Tom Limoncelli (of "Time Managment for Systems Administrators" fame) recently posted The Limoncelli Test: 32 Questions for Your Sysadmin Team
, it's a great start, but I have a few things I'd add (and his comment form is broken).
- Can the loss of any single team member (eg, "hit by a bus") be handled with no operational impact (ie, projects may be delayed, but no services expected to fail).
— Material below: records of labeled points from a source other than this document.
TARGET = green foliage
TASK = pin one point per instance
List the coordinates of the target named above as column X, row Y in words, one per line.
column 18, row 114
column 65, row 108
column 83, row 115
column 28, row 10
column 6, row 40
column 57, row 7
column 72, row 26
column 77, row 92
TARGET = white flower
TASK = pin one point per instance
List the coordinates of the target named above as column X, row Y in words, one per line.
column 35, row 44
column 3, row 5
- Think of SPOF's as per-service not per-system
- Are internal requests also in the ticket system, if only external stuff is in it you're not tracking a large amount of work
- Do you only have *one* ticket system for everything? Most of the better systems (eg, Atlassian JIRA) can do complex workflows reducing the need for separate systems
- Do you keep a repository of the install media for all currently deployed systems. This includes things like firmware upgrades, OS images, etc. Not just the latest version, but of *all* currently deployed versions.
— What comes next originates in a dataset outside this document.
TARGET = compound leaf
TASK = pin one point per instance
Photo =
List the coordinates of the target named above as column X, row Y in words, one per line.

- Do your laptops have fully-encrypted drives to prevent release of private data. On recent hardware there's *no* performance hit for this with spinning disks, and minimal with SSD's, and it solves so many problems. Having a policy that no such data gets on laptops may help, but isn't enough.
- Does your configuration system keep it's config in an RCS. Just having central config isn't enough, it needs to be revision control so you can roll back, and have history to know when something changed.
- For core networks and other critical systems N+2 might be needed, if failure during a maintenance would immediatly cause serious issues (DNS is a prime example in many cases). You may also need to consider having one system use different software to prevent something like a BIND exploit take out everything.
- Don't do the popular thing ("Cargo Cult Systems Administration"). Google does things that make sense for *LARGE* clusters, not a single-server site, many of the hip new programming things might not be deployable at needed scale (either down or up, programming techniques have a scale band). Virtualisation makes little to no sense for clusters (depends on the app).